Gilbert Moses III (August 20, 1942 – April 15, 1995) was an American director. He was also known for his work in the Civil Rights movement, as a staff member of the Student Non-Violent Coordinating Committee (SNCC) and founder of the touring company, the Free Southern Theater toured the South during the 1960s.

Early life
Moses was born in Cleveland, Ohio, and began acting as a child at Karamu House. He studied at Oberlin College and spent a year at the Sorbonne University in Paris, before leaving college to join the civil rights movement.

Career
Moses was the co-founder of the Free Southern Theater company, an important pioneer of African-American theatre.
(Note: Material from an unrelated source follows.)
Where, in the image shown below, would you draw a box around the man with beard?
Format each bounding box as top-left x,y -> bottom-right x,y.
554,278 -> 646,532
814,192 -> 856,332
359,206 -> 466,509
His 1971 Broadway debut, Ain't Supposed to Die a Natural Death, won him a Tony Award nomination and the Drama Desk Award for Most Promising Director.

In 1976, he and George Faison teamed to co-direct and choreograph the ill-fated Alan Jay Lerner-Leonard Bernstein musical 1600 Pennsylvania Avenue, which closed after seven performances.

Moses' off-Broadway work as a director won him an Obie Award for Amiri Baraka's Slave Ship (1969) and the New York Drama Critics' Circle Award for The Taking of Miss Janie (1975). In 1986, his friendship with writer Toni Morrison led to his directing the world premiere of her first play Dreaming Emmett at Capital Repertory Theatre in Albany, NY. It remains the only production of the play.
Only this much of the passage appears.